Solving Linked Data problems with Hypernotation (DBpedia example)

In this post I will present a real use case showing what Hypernotation looks like in practice. I have chosen one of the most popular datasets in Linked Data – DBPedia, and published its dataset using Hypernotation principles. It’s published on hypernotation.org – the homepage contains some friendly examples, so I invite you to visit it as well.

I’m going to explain the basics of Hypernotation using some real-world examples. I’ll go through the four problems of Linked Data I discussed some time ago on this blog, and show how I attempted to solve them with Hypernotation.

1. Identity

The simple question of „What is exactly Linked Data?“ is not easy to answer. The main concern here is whether or not RDF is required.
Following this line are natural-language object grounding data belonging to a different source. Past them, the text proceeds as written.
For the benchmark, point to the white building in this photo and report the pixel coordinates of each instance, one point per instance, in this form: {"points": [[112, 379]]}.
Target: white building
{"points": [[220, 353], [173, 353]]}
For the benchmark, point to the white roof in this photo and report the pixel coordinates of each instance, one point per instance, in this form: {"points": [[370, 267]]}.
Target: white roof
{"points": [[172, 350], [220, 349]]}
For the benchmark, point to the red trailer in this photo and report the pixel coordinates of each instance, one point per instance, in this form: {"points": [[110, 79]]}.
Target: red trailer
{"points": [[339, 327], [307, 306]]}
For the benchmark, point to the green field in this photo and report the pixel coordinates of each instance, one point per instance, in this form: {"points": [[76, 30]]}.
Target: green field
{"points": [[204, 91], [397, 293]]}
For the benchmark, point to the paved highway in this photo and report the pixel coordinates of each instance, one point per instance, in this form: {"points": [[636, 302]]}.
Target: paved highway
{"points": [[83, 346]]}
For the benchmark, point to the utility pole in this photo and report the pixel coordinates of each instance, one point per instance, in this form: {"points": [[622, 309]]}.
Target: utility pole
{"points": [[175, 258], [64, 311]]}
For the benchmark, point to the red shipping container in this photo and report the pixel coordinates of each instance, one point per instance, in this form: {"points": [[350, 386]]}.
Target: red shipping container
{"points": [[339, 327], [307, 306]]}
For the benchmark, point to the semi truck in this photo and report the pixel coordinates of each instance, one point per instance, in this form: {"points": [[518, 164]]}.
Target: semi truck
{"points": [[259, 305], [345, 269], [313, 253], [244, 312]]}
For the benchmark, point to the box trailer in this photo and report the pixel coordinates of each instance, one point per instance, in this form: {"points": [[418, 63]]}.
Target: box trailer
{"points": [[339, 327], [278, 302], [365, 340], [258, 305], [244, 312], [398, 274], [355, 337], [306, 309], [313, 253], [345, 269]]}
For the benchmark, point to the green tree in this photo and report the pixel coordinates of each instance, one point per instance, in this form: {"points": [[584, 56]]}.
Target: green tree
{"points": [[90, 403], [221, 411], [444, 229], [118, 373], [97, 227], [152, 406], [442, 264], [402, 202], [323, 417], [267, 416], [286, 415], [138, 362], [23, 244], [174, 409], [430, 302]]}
In Hypernotation, the data model is a directed, labeled graph whose nodes and links are identified by HTTP URIs. It can be regarded as a simplified and more consistent version of the RDF model.

For instance, let’s take a look of the hyperNode (a node in Hypernotation graph) representing the area (in Km) of Iceland:

http://hypernotation.org/data__/dbpedia/Iceland/dbpedia2__areaKm
>> 103001

The URI of this hyperNode is the path (or pathname) between the two nodes (http://hypernotation.org and http://hypernotation.org/data__/dbpedia/Iceland/dbpedia2__areaKm). Below the URI is the response returned by looking it up, containing its value.

In the RDF model this is expressed using a single triple:

<http://hypernotation.org/data__/dbpedia/Iceland>
  dbpedia2:areaKm
    "103001"^^<http://www.w3.org/2001/XMLSchema#int> .

In Hypernotation this is expressed with three triples:

<http://hypernotation.org/data__/dbpedia/Iceland>
  dbpedia2:areaKm
    <http://hypernotation.org/data__/dbpedia/Iceland/dbpedia2__areaKm> .

    <http://hypernotation.org/data__/dbpedia/Iceland/dbpedia2__areaKm>
      rdf:value "103001" ;
      datatype: <http://www.w3.org/2001/XMLSchema#int> .

The concept of Iceland area is now a distinct resource identified with URI. Compared to the classical RDF, in Hypernotation every node has a global address, becoming the first class citizen on the Web. That is, each piece of data is easily linkable, shareable and bookmarkable.

2. Concept

Linked Data is highly determined by the level of data granularity. The trouble is that blank nodes cause this level to be too high. The basic building units are not triples, as one could logically assume, but ‘rdf molecules’, a concept not so easy to understand and deal with in practice. By setting the model on such a high level of granularity, a good deal of flexibility is lost.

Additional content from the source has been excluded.